The parotid gland is the largest of all the major salivary glands (1).
The most common reason for parotidectomy is a tumor in the parotid gland (2).
Is Parotidectomy A Major Surgery & How Long Does It Take?
Since parotid glands are located in an esthetically demanding zone, i.e., the face, it is important to make the surgical incision considering the esthetics of a person. However, parotidectomy is associated with very little morbidity and mortality. Complications associated with parotidectomy include temporary/permanent facial paralysis, Frey syndrome (sweating on the affected side during chewing), infections, salivary fistula, seroma, and hematoma (1).
Parotidectomy is performed under general anesthesia and the surgical procedure usually takes around 1-2 hours. The surgical incision takes about 6 weeks to heal; however, the complete remodeling of the scar continues for a couple of years. Short term and long-term follow-up are necessary with an ENT doctor (2), (4).
Parotid glands are a pair of salivary glands located in front of the ears. They are the largest among the major salivary glands. The facial nerve divides the parotid gland into a superficial and a deep portion. The parotid gland secretes thin, watery saliva without any mucus via its duct known as Stensen duct inside the cheek opposite the upper second molar tooth (1).

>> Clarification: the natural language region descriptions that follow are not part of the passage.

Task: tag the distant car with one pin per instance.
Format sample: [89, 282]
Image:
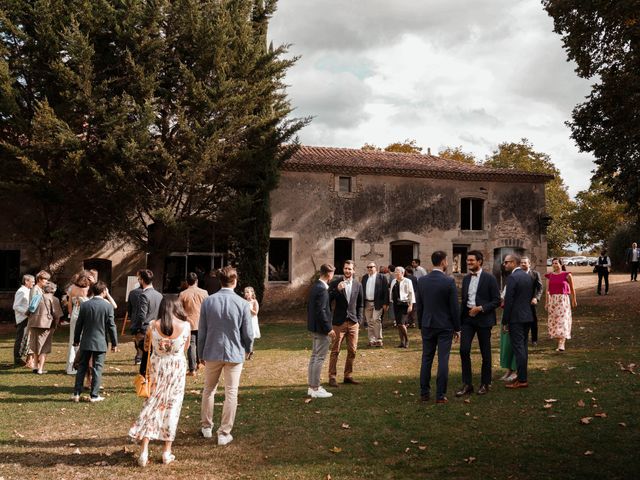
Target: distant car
[579, 260]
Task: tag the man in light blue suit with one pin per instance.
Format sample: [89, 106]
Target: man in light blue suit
[225, 338]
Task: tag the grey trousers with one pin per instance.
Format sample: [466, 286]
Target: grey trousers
[319, 350]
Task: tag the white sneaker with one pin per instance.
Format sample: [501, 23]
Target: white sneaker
[321, 393]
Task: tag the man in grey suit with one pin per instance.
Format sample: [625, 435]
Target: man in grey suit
[517, 317]
[225, 339]
[439, 319]
[148, 305]
[319, 324]
[96, 326]
[536, 295]
[347, 317]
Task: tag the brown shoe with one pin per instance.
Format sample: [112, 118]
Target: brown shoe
[517, 384]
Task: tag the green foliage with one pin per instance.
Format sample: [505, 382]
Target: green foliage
[618, 243]
[602, 38]
[165, 113]
[596, 215]
[559, 206]
[456, 153]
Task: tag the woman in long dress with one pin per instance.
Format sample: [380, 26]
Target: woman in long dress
[169, 336]
[561, 297]
[250, 296]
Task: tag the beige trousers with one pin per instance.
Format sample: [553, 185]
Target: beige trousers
[374, 322]
[212, 371]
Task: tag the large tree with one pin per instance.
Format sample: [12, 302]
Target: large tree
[156, 118]
[596, 216]
[603, 38]
[522, 156]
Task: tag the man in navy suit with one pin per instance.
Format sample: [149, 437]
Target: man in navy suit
[347, 317]
[480, 298]
[319, 324]
[376, 302]
[517, 317]
[439, 319]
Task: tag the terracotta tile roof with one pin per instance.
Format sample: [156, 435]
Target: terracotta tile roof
[352, 161]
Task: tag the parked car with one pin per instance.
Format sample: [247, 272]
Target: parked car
[580, 260]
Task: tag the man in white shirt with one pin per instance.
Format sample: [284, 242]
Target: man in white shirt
[20, 307]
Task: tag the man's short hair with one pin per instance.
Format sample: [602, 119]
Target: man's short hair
[98, 288]
[42, 275]
[326, 269]
[227, 276]
[478, 254]
[438, 257]
[146, 276]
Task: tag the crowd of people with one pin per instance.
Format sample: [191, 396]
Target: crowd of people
[339, 305]
[176, 336]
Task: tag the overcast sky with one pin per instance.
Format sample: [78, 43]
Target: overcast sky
[443, 72]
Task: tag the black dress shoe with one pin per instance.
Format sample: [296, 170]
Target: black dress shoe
[465, 390]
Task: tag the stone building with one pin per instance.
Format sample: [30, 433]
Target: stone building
[334, 204]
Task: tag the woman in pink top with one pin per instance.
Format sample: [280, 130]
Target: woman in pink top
[561, 297]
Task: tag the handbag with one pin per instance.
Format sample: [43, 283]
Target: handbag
[141, 382]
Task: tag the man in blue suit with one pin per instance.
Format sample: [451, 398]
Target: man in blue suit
[517, 317]
[439, 319]
[319, 324]
[480, 298]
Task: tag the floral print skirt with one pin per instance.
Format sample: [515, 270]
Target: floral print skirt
[559, 316]
[160, 413]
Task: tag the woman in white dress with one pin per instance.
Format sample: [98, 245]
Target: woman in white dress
[169, 336]
[250, 296]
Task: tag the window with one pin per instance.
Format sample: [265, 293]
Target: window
[459, 259]
[279, 260]
[471, 214]
[9, 269]
[345, 185]
[342, 250]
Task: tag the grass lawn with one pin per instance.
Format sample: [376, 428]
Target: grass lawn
[378, 429]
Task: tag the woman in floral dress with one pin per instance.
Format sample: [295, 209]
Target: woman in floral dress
[561, 297]
[169, 336]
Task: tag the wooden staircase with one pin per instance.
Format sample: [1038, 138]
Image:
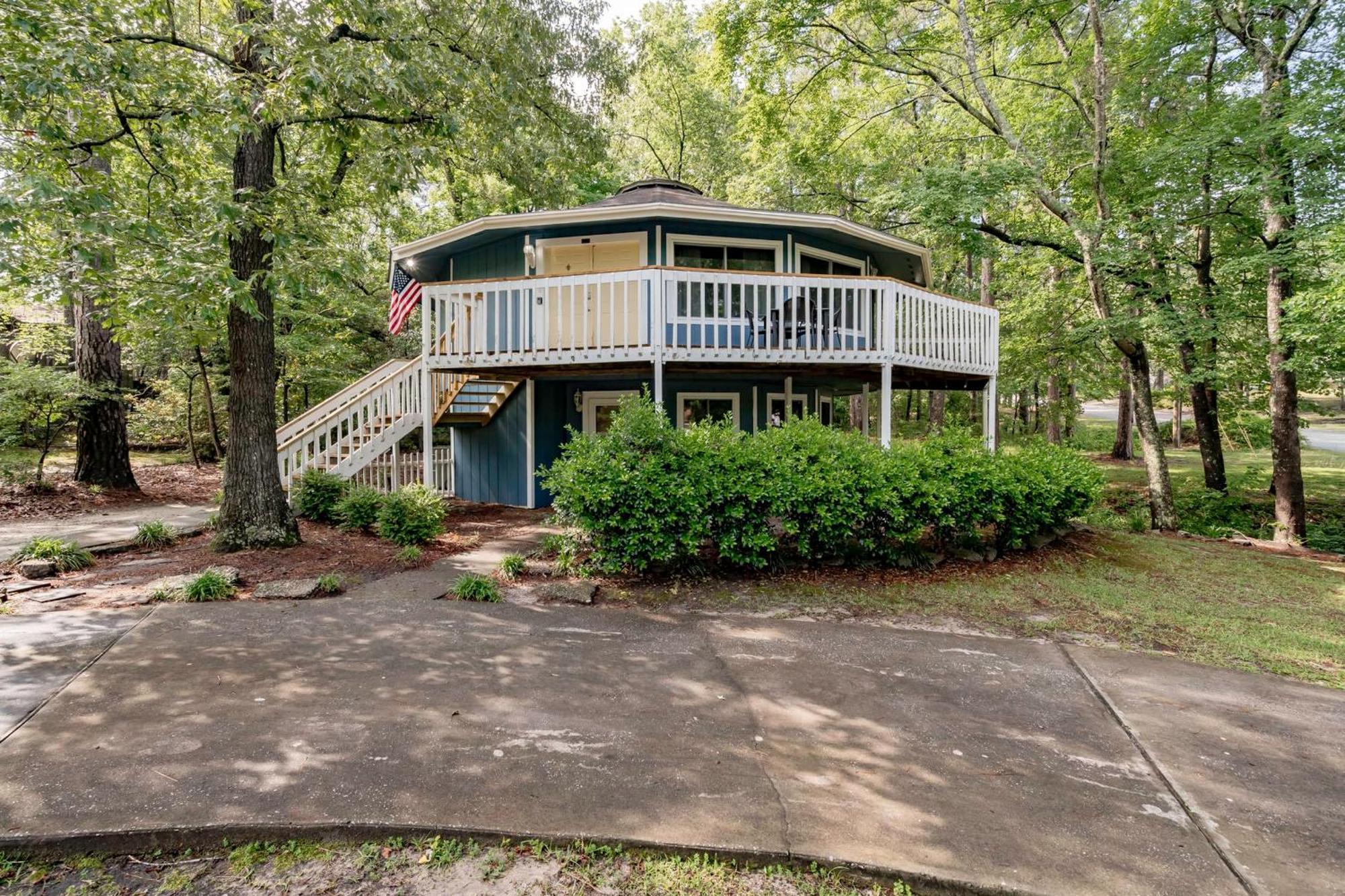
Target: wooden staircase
[362, 423]
[475, 400]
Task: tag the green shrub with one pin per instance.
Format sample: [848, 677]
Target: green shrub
[67, 555]
[154, 533]
[315, 494]
[411, 516]
[512, 565]
[473, 587]
[358, 509]
[638, 490]
[209, 584]
[649, 495]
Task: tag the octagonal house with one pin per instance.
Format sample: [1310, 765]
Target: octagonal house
[539, 322]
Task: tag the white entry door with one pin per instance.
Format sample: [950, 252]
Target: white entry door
[590, 317]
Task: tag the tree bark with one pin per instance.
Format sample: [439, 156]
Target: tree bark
[1054, 405]
[1278, 208]
[1178, 420]
[255, 512]
[103, 450]
[1124, 447]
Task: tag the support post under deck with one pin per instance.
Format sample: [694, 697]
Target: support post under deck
[886, 408]
[989, 415]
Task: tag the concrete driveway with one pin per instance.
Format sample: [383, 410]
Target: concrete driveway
[966, 760]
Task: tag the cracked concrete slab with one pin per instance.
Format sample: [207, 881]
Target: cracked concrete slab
[987, 760]
[944, 756]
[41, 653]
[1262, 759]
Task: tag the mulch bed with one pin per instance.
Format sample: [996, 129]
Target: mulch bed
[159, 483]
[118, 579]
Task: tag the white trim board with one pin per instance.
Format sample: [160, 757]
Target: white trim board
[715, 396]
[658, 210]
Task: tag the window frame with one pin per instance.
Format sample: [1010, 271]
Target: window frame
[742, 243]
[709, 396]
[804, 249]
[595, 399]
[540, 247]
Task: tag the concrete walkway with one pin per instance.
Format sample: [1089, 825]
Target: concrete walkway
[104, 528]
[1003, 764]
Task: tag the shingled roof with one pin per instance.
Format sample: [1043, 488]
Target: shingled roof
[660, 190]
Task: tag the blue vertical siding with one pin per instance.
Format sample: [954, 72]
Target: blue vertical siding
[490, 463]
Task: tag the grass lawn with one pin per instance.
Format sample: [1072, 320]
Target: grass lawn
[424, 865]
[1208, 602]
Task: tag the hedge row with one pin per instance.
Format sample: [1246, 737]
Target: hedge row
[411, 516]
[650, 495]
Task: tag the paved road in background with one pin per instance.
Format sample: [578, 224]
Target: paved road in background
[1327, 438]
[1013, 766]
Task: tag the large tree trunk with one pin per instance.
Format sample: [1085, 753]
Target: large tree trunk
[103, 451]
[1278, 208]
[1124, 446]
[255, 512]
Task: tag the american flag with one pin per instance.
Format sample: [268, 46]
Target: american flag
[406, 295]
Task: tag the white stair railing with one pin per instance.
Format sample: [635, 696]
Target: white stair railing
[361, 424]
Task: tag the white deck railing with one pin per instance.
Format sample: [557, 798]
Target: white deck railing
[679, 314]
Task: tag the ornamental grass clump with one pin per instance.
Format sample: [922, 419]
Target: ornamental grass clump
[648, 495]
[412, 516]
[65, 555]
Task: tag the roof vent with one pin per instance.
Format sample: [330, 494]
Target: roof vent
[653, 184]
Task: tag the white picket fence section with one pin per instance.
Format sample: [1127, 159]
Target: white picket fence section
[679, 314]
[396, 469]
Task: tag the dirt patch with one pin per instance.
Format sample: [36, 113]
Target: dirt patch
[159, 483]
[124, 579]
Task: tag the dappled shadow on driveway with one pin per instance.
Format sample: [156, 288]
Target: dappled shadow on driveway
[40, 654]
[969, 759]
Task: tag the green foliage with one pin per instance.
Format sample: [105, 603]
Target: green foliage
[315, 494]
[67, 555]
[154, 533]
[358, 509]
[473, 587]
[412, 516]
[209, 584]
[649, 495]
[38, 408]
[512, 565]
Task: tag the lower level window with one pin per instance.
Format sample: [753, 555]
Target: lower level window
[777, 407]
[696, 407]
[599, 408]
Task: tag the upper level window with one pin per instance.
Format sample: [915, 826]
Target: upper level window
[691, 255]
[829, 263]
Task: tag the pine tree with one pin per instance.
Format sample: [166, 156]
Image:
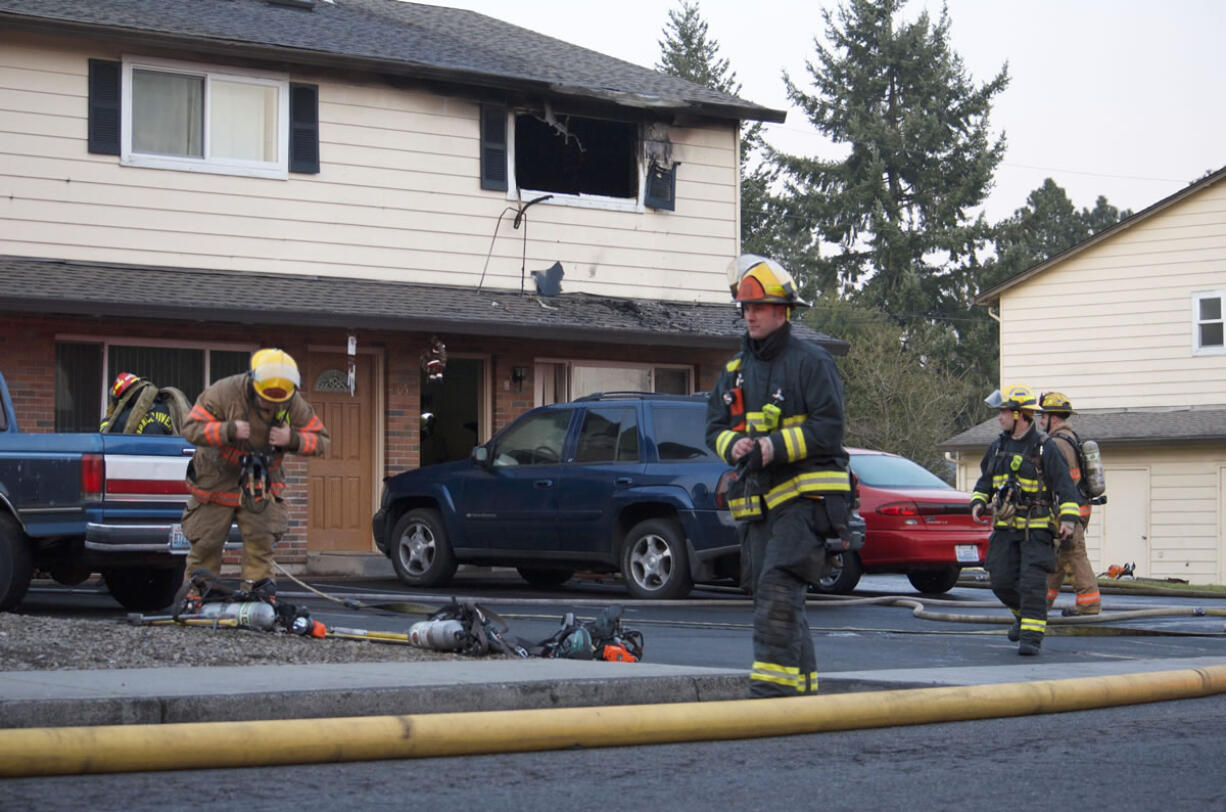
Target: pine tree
[893, 218]
[687, 52]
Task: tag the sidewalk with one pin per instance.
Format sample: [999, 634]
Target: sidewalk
[194, 694]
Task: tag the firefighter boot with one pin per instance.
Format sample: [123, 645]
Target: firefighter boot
[1030, 643]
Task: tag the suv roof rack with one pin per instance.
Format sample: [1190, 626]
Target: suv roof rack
[630, 395]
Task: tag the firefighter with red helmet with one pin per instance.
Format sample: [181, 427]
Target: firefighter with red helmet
[1054, 410]
[777, 415]
[137, 406]
[242, 427]
[1026, 482]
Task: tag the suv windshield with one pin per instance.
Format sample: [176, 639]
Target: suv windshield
[884, 471]
[681, 433]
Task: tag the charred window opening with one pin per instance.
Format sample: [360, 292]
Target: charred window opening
[576, 156]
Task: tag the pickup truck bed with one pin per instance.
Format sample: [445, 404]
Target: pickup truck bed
[77, 503]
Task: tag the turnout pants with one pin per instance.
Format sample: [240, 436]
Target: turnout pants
[206, 525]
[1019, 564]
[1073, 561]
[782, 553]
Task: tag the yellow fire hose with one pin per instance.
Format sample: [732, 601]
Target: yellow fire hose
[68, 751]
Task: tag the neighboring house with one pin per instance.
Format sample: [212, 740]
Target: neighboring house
[1129, 324]
[185, 180]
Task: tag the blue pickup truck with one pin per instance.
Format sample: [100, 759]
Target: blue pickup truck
[74, 504]
[611, 482]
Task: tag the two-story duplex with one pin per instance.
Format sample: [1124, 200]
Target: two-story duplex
[1129, 324]
[183, 182]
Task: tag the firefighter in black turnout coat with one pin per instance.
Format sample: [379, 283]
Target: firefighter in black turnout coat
[777, 415]
[1025, 482]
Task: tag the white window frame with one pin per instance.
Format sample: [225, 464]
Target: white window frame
[276, 169]
[560, 199]
[1197, 348]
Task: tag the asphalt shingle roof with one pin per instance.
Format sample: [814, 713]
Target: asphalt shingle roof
[133, 291]
[1117, 427]
[386, 36]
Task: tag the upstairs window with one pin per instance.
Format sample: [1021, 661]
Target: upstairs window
[574, 158]
[178, 115]
[1209, 326]
[183, 117]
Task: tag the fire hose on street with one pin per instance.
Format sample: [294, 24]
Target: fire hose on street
[118, 748]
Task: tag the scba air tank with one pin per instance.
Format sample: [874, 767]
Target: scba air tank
[440, 635]
[251, 615]
[1095, 480]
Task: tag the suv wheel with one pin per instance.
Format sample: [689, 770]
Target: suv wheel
[419, 550]
[934, 582]
[655, 562]
[842, 574]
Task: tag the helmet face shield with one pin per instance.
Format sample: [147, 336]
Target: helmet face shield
[757, 279]
[275, 375]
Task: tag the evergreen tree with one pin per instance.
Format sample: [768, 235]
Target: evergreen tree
[893, 218]
[687, 52]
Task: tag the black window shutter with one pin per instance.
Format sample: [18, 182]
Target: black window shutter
[104, 92]
[661, 190]
[493, 147]
[304, 128]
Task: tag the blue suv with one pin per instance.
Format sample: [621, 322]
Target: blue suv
[609, 482]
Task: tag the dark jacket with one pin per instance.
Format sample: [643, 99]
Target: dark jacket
[801, 382]
[1032, 475]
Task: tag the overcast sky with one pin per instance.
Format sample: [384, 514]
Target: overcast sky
[1107, 97]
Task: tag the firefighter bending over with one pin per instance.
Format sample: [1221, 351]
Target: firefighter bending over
[777, 415]
[1054, 411]
[242, 427]
[1026, 482]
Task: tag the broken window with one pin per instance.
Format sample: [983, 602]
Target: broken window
[573, 155]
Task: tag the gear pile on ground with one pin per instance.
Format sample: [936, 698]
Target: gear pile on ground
[31, 643]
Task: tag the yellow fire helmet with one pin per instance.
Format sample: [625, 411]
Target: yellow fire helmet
[1056, 402]
[275, 374]
[1016, 398]
[757, 279]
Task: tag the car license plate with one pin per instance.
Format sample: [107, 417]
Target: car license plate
[966, 553]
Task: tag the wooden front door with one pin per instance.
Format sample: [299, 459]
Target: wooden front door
[338, 482]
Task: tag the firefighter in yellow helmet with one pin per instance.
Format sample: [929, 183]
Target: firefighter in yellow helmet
[242, 427]
[776, 413]
[1054, 411]
[1025, 481]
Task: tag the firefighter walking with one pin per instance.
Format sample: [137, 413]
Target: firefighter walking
[242, 427]
[1072, 558]
[1026, 482]
[777, 415]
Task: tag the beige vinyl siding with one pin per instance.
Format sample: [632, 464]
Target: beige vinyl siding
[1186, 526]
[397, 198]
[1112, 326]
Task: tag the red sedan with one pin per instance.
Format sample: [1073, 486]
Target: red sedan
[916, 524]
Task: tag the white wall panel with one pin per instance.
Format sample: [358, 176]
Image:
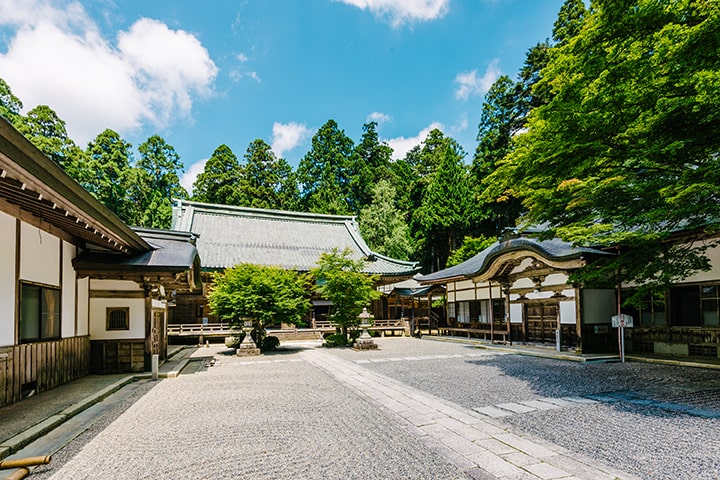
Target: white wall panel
[83, 306]
[568, 313]
[39, 256]
[7, 280]
[114, 285]
[68, 291]
[98, 317]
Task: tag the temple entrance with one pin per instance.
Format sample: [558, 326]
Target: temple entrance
[541, 321]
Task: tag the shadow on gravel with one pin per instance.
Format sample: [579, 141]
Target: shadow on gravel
[658, 389]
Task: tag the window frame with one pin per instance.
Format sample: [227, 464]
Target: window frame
[109, 311]
[48, 323]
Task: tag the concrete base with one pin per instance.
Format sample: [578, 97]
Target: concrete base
[365, 344]
[247, 352]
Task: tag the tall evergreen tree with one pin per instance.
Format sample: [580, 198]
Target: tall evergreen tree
[105, 174]
[46, 130]
[10, 105]
[267, 182]
[383, 226]
[372, 163]
[219, 180]
[159, 182]
[441, 221]
[626, 151]
[324, 172]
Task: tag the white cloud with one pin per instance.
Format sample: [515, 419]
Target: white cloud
[469, 83]
[287, 136]
[188, 178]
[378, 118]
[152, 75]
[402, 145]
[402, 11]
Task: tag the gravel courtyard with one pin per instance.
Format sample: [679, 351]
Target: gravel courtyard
[655, 421]
[280, 417]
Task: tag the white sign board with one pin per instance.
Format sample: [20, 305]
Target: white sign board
[622, 320]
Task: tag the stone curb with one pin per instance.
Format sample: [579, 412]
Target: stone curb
[23, 439]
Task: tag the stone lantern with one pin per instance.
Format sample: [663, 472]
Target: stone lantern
[365, 341]
[247, 347]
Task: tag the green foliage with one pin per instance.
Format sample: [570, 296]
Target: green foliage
[626, 149]
[335, 340]
[324, 172]
[442, 218]
[107, 171]
[219, 179]
[265, 294]
[267, 182]
[159, 182]
[371, 164]
[382, 225]
[341, 280]
[471, 246]
[270, 343]
[47, 132]
[10, 105]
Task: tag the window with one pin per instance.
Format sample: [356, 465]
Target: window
[651, 311]
[117, 318]
[39, 313]
[709, 299]
[462, 310]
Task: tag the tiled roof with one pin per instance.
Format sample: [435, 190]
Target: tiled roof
[171, 252]
[231, 235]
[554, 249]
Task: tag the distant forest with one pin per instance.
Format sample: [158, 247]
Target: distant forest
[608, 135]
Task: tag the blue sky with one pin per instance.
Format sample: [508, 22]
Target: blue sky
[201, 74]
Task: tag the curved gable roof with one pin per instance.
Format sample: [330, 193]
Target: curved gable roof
[553, 249]
[230, 235]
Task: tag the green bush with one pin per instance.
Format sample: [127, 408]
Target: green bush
[270, 343]
[335, 340]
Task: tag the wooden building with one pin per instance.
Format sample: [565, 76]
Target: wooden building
[228, 236]
[522, 284]
[50, 312]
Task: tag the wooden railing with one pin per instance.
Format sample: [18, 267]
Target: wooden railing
[197, 329]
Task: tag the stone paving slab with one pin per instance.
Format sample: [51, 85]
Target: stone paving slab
[471, 440]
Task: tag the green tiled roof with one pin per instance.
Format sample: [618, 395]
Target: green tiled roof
[229, 235]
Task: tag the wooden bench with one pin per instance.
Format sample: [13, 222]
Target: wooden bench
[382, 326]
[389, 325]
[486, 332]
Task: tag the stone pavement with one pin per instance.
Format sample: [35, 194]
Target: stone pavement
[478, 444]
[475, 443]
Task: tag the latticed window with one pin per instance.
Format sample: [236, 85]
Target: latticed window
[39, 313]
[118, 318]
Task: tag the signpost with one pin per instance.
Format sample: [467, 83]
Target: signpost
[621, 322]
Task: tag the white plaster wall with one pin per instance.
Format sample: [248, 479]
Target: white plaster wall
[98, 317]
[598, 306]
[7, 280]
[711, 275]
[67, 301]
[516, 312]
[83, 306]
[39, 256]
[123, 285]
[567, 313]
[555, 279]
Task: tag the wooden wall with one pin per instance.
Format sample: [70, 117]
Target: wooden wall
[41, 366]
[118, 356]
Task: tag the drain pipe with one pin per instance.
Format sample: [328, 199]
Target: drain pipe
[22, 464]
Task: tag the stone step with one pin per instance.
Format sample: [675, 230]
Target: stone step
[300, 334]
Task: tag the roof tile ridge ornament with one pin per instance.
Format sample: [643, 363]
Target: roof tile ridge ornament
[266, 212]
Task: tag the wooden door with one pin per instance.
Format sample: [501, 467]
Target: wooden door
[541, 321]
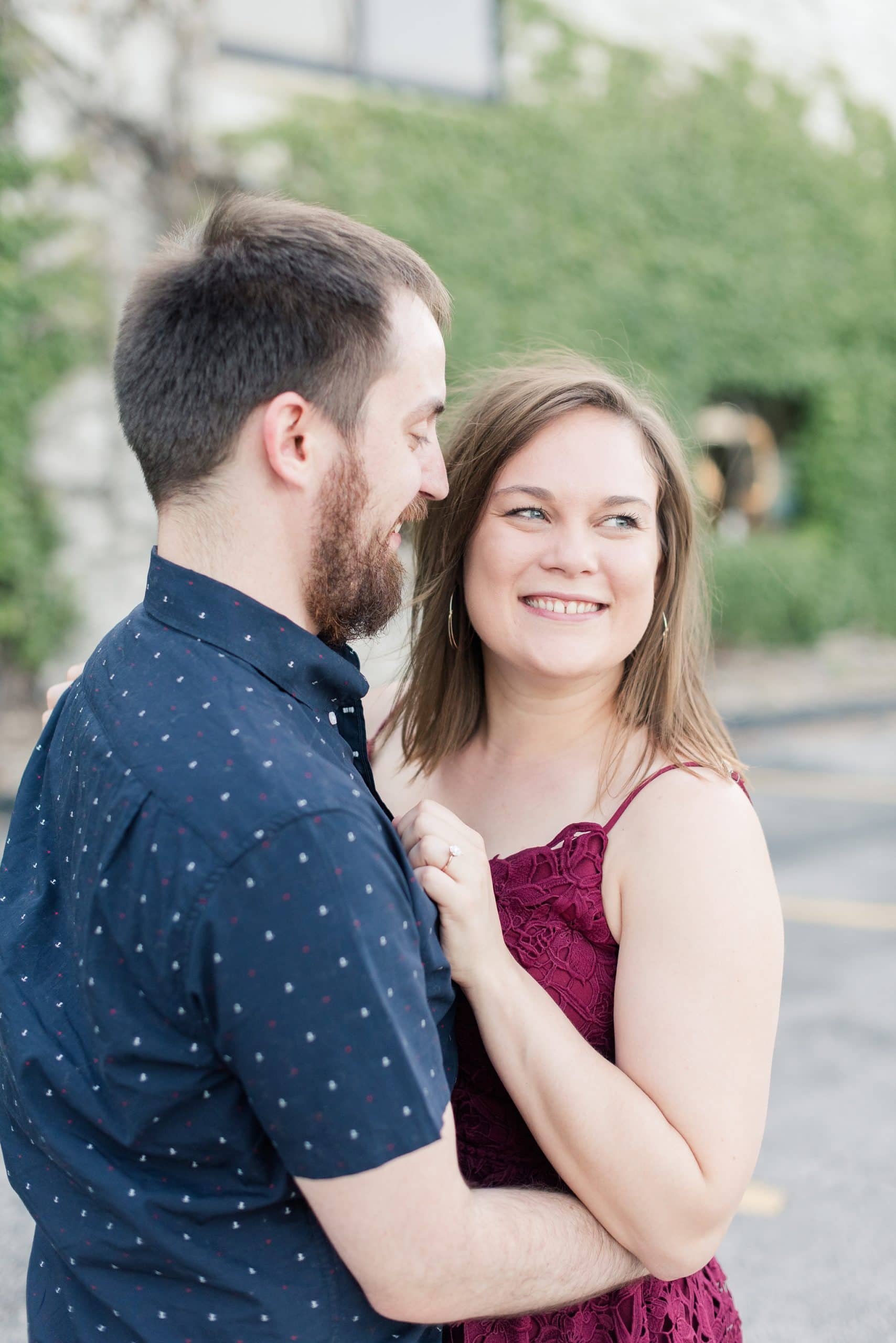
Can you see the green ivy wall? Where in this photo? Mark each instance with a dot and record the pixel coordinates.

What Are The Reasons For Parotid Enlargement?
The parotid gland can be enlarged due to various reasons divided into non-neoplastic masses and neoplastic masses. Non-neoplastic masses leading to parotid enlargement include cysts, inflammation of parotid gland (parotitis), collagen vascular diseases, lymph node enlargement (e.g. in AIDS), benign hypertrophy (e.g. in bulimia, sarcoidosis, actinomycosis, sialosis and mycobacterial infections). Non-neoplastic masses consist of 25% whereas neoplastic masses make up rest 75% of all parotid masses. 80% of all the parotid tumors are benign and the rest 20% are malignant (3).
The most common benign tumor of the parotid gland is the pleomorphic adenoma (mixed tumor) found in about 80% of the cases. Other benign tumors include Warthin tumor (papillary cystadenoma lymphomatosum), sebaceous tumors, monomorphic tumors, oncocytoma, benign lymphoepithelial lesion, and papillary ductal adenoma (papilloma). Benign tumors are mostly seen in females, except for Warthin tumors. People in their fifth decade of life are most commonly affected. Although salivary gland tumors are rare in children, they have a higher propensity for malignant tumors when compared to adults (1).
Mucoepidermoid carcinoma is the commonest malignant tumor, which accounts for approximately 30% of all parotid gland malignancies. Other malignant tumors include adenoid cystic carcinoma, carcinoma ex pleomorphic adenoma, adenocarcinoma, acinic cell carcinoma, salivary duct carcinoma, primary squamous cell carcinoma, sebaceous carcinoma, lymphoma, malignant fibrohistiocytoma, and metastasis in parotid from other sites (skin, lung, kidneys, breast, GI tract and prostate gland malignancies) (3).
Diagnosis Of Parotid Neoplasms
It is of utmost importance to differentiate non-neoplastic masses from neoplasms and benign tumors from malignant ones. This embodies complete history, physical examination, and imaging studies. Clinical presentation includes painless mass in >80% of the cases, pain associated with the mass in 30% patients, facial nerve weakness, or paralysis in 7-20% of malignant tumors. Pain increases the likelihood of malignant tumor and facial nerve paralysis, which is almost always associated with malignant tumors, is associated with a poor prognosis. Fine needle aspiration, core biopsy, sonography, sialography, CT scan, and MRI all help in reaching a definitive diagnosis of the parotid mass (3).
Management Of Parotid Gland Tumors
The management of benign parotid tumors includes complete surgical excision of the mass known as parotidectomy. Since most of the tumors are found in the superficial lobe of the parotid gland, superficial parotidectomy is the treatment of choice. The treatment of parotid malignancy is also complete excision of the tumor mass followed (if indicated) by radiation therapy. Tumors in the deep lobe necessitate total parotidectomy. Preservation of facial nerve is an important consideration in parotidectomy as it traverses through the parotid gland and its injury might lead to complications of facial paralysis (1), (3).